On 28/02/2024 12:17, Peter Xu wrote:
> External email: Use caution opening links or attachments
>
>
> On Wed, Feb 28, 2024 at 11:39:52AM +0200, Avihai Horon wrote:
>> On 28/02/2024 5:04, Peter Xu wrote:
>>> External email: Use caution opening links or attachments
>>>
>>>
>>> On Wed, Feb 28, 2024 at 02:00:26AM +0200, Avihai Horon wrote:
>>>> On 27/02/2024 9:41, Peter Xu wrote:
>>>>> External email: Use caution opening links or attachments
>>>>>
>>>>>
>>>>> On Thu, Feb 22, 2024 at 05:56:27PM +0200, Avihai Horon wrote:
>>>>>> Currently, migration code serializes device data sending during pre-copy
>>>>>> iterative phase. As noted in the code comment, this is done to prevent
>>>>>> faster changing device from sending its data over and over.

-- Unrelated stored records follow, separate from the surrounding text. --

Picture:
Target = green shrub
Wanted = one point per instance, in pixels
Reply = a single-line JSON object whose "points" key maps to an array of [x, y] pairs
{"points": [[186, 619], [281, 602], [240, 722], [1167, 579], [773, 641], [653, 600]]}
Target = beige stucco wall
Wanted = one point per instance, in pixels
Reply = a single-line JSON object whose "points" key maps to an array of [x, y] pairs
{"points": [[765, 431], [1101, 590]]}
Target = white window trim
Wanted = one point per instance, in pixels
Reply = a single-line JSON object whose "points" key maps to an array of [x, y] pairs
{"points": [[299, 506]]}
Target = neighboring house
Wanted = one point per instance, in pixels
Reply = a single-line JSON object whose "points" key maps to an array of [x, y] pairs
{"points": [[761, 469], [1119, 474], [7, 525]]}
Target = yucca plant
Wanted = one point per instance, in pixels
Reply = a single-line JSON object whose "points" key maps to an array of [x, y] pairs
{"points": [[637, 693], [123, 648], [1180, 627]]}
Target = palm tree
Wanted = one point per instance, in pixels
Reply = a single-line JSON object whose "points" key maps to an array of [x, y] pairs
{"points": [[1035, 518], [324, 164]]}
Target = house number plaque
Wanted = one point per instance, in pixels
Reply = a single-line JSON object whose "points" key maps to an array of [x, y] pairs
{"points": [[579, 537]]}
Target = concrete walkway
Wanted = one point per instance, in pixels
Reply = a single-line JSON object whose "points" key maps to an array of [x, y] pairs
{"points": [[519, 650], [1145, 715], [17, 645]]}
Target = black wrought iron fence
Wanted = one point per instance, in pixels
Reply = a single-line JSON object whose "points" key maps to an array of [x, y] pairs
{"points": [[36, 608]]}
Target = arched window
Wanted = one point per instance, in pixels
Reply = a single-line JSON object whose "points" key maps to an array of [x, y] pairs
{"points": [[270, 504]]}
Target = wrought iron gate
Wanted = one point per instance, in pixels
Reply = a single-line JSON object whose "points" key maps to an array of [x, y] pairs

>>>>> Frankly speaking I don't understand the rational behind 90697be889 ("live
>>>>> migration: Serialize vmstate saving in stage 2").  I don't even think I
>>>>> noticed this logic before even if I worked on migration for a few years...
>>>>>
>>>>> I was thinking all devices should always get its chance to run for some
>>>>> period during iterations.  Do you know the reasoning behind?  And I must
>>>>> confess I also know little on block migration, which seems to be relevant
>>>>> to this change.  Anyway, I also copy Jan just in case he'll be able to chim
>>>>> in.
>>>> I am not 100% sure either, but I can guess:
>>>> This commit is pretty old (dates to 2009), so maybe back then the only
>>>> iterative devices were block devices and RAM.
>>>> Block devices didn't change as fast as RAM (and were probably much bigger
>>>> than RAM), so it made sense to send them first and only then send RAM, which
>>>> changed constantly.
>>> Makes sense.  For some reason I read it the other way round previously.
>>>
>>>>> If there is a fast changing device, even if we don't proceed with other
>>>>> device iterators and we stick with the current one, assuming it can finally
>>>>> finish dumping all data, but then we'll proceed with other devices and the
>>>>> fast changing device can again accumulate dirty information?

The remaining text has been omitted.